Reputation: 147
I am trying to figure it out which features are being considered in each subsampling in my classification problem, for this, I am assuming that there is a random subset of features of length max_features
that is considered when building every tree.
I am interested in this because I am using two different types of features for my problem so I want to make sure that in every tree both types of features are being used for every node split. So one way to at least make each tree to consider all features is by setting the max_features
parameter to None
. So one question here would be:
Does that mean that both types of features are being considered for every node split?
Another one derived from the previous question is:
Since Random Forest make a subsampling for every tree, is this subsampling among cases (rows) or among columns (features) as well? Besides, can this subsampling be done by group of rows instead of randomly?
Besides, it does not seem to be a good assumption to use all the features in the max_features
parameter neither on Decision Trees
nor on random forest
since it is opposite to the whole point and definition of random forest
in terms of correlation among trees (I am not completely sure about this statement).
Does anyone know if this is something that can be modified in the source code or if at least it can be approached differently?

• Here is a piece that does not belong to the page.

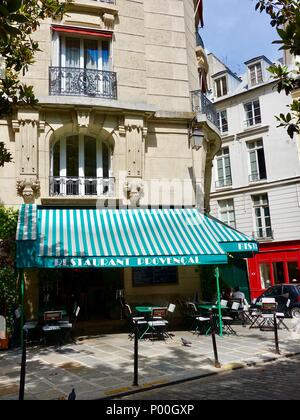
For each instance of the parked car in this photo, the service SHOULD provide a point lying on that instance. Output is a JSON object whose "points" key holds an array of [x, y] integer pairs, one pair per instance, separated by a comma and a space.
{"points": [[282, 293]]}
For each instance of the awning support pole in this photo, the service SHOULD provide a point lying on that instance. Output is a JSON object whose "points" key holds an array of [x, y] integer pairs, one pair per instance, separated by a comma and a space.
{"points": [[22, 290], [23, 340], [219, 302]]}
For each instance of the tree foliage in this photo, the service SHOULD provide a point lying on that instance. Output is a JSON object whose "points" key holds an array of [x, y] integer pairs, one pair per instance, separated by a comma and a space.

Any suggestion or comment is very welcomed.
Feel free to correct any assumption.
In the source code I have been reading about this but could not find where this might be defined.
Source code inspected so far:
splitter.py code from decision tree
forest.py code from random forest
Upvotes: 0
Views: 731
Reputation: 60318
Does that mean that both types of features are being considered for every node split?
Given that you have correctly pointed out above that setting max_features
to None
will indeed force the algorithm to consider all features in every split, it is unclear what exactly you are asking here: all means all and, from the point of view of the algorithm, there are not different "types" of features.
Since Random Forest make a subsampling for every tree, is this subsampling among cases (rows) or among columns (features) as well?
Both. But, regarding the rows, it is not exactly subsampling, it is actually bootstrap sampling, i.e. sampling with replacement, which means that, in each sample, some rows will be missing while others will be present multiple times.
Random forest is in fact the combination of two independent ideas: bagging, and random selection of features. The latter corresponds essentially to "column subsampling", while the former includes the bootstrap sampling I have just described.
Besides, can this subsampling be done by group of rows instead of randomly?
AFAIK no, at least in the standard implementations (including scikit-learn).
Does anyone know if this is something that can be modified in the source code or if at least it can be approached differently?
Everything can be modified in the source code, literally; now, if it is really necessary (or even a good idea) to do so is a different story...
Besides, it does not seem to be a good assumption to use all the features in the
max_features
parameter
It does not indeed, as this is the very characteristic that discriminates RF from the simpler bagging approach (short for bootstrap aggregating). Experiments have indeed shown that adding this random selection of features at each step boosts performance related to simple bagging.
Although your question (and issue) sounds rather vague, my advice would be to "sit back and relax", letting the (powerful enough) RF algorithm do its job with your data...
Upvotes: 2